Efficient and targeted setup phase for new tools
Minimum time and effort for tool startup
Reliable monitoring of the process
Highly informative individual documentation for each manufactured part

To deliver these advantages, we offer a wide selection of sensors that meet the specific requirements for your processes and tools in every detail.

A unique portfolio of sensors for use in the injection mold

Kistler offers a wide range of sensors to match different applications, mold designs and special requirements such as high temperatures.

The 6183D cavity pressure sensor for direct measuring has a very compact design with a front diameter of only 1 mm.

What makes Kistler sensors special?

Learn about sensor location, and explore other interesting topics around the Kistler sensor portfolio

Sensor selection

Kistler offers a wide range of sensors for monitoring injection molding processes.

Kistler offers a wide range of different sensors – but selection of the right sensor is simple, because it is essentially based on the installation conditions in the mold. Piezoelectric measurement technology has a key advantage: it provides a sufficiently good signal over the entire measurement range (usually 0–2,000 bar). The measuring chain will only need to be adapted in case of very low pressures (in foaming processes, for example). To make installation as simple as possible, select the sensor with the largest possible geometric dimensions. The choice between a direct or indirect cavity pressure sensor depends on the basic design of the mold. For existing molds, a sensor behind an ejector is often the simpler option – but on the other hand, direct sensors offer more flexible positioning.

Sensor positioning

Sensor positioning is essentially dependent on the quality criteria to be monitored, or on the overall quality monitoring strategy.

For characteristics that are significantly influenced by the filling of the cavity, a post-gate sensor position is recommended because this is the only way to visualize the mold filling. If a local quality criterion such as a weld line or complete filling is targeted, the sensor should be installed close to this critical position. When monitoring short shots, end-of-fill positioning offers significantly better resolution for failure detection.

Transfer based on cavity pressure

Sensors and systems based on cavity pressure determine whether or not a part is scrap at the earliest possible moment.

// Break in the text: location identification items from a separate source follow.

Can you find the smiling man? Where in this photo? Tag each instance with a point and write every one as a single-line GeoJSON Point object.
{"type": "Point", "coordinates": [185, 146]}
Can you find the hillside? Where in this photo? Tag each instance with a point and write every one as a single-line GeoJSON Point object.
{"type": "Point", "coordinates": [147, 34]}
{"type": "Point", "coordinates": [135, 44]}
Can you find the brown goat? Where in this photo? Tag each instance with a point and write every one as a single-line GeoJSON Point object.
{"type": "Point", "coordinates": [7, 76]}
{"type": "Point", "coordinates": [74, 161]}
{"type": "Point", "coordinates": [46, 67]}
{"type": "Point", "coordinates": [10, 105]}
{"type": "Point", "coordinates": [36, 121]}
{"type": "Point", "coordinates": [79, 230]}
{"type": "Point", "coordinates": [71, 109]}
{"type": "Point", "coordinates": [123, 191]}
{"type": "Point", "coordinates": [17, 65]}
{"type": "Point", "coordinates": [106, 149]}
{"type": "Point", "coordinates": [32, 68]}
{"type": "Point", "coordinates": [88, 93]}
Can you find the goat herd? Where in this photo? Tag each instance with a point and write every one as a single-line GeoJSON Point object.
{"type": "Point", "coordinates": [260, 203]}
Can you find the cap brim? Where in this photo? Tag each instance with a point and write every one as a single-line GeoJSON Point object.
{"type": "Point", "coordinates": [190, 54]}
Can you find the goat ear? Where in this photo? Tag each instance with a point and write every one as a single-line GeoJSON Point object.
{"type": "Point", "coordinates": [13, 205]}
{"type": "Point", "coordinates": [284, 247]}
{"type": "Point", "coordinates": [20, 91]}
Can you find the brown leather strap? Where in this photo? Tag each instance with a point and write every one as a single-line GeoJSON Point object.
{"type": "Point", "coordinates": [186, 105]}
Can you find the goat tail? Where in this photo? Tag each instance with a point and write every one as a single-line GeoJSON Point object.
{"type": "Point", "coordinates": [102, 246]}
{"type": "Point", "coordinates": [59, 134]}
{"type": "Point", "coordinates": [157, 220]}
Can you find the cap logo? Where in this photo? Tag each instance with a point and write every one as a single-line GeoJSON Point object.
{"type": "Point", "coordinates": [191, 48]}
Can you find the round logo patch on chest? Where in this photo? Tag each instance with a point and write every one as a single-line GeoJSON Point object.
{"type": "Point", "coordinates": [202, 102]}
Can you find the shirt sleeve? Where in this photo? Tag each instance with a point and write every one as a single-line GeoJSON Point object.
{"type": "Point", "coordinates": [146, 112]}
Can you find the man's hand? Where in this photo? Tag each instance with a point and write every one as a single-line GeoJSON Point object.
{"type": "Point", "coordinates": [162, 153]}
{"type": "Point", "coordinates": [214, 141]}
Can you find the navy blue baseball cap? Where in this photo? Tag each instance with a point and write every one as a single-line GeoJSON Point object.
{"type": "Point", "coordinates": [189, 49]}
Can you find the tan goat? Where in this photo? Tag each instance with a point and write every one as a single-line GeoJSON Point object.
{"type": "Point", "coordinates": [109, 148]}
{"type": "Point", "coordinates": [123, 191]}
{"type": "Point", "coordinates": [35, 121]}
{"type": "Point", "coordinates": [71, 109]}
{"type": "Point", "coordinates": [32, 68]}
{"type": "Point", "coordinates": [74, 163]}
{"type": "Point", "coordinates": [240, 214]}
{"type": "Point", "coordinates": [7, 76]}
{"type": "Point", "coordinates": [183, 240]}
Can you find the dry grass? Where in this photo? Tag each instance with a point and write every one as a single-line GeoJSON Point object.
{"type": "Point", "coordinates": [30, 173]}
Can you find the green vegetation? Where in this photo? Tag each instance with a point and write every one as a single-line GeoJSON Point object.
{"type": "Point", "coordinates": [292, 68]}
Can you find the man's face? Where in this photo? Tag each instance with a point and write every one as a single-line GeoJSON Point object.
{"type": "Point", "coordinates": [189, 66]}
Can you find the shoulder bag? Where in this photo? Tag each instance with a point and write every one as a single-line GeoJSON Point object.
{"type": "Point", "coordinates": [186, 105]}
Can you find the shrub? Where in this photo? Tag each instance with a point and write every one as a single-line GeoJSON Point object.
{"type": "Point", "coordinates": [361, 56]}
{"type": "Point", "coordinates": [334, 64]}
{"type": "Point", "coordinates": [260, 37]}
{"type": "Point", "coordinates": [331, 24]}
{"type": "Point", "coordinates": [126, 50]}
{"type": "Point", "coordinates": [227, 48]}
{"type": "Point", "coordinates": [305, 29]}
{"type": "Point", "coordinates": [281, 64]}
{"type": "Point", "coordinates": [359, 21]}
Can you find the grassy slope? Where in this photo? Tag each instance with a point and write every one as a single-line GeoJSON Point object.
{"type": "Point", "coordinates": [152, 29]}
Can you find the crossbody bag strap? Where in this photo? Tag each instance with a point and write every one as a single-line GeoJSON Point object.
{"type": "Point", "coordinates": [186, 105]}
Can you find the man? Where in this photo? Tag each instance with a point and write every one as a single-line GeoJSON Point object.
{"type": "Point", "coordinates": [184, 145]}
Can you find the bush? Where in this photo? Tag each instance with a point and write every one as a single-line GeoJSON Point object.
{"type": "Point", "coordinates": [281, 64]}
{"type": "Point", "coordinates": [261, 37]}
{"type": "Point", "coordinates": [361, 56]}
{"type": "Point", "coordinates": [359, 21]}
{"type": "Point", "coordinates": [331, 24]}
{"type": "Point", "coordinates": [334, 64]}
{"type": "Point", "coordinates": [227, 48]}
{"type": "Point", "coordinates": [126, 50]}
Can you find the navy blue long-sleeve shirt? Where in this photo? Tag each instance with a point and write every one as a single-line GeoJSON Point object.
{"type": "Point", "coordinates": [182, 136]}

If the transfer to holding pressure is based on cavity pressure, a sensor position close to the sprue is recommended: at 1/3 of the flow path, for example. With this position, a clear switching point can usually be identified so a corresponding pressure threshold can be set. Cavity pressure-dependent switching offers higher process reproducibility as compared to other methods such as screw position-dependent transfer: this is because the actual flow behavior of the melt in the cavity is considered, rather than just a machine component. Influences from the nonreturn valve are compensated effectively. The same applies to overmolding of inserts with the higher tolerances that are well-known in this context.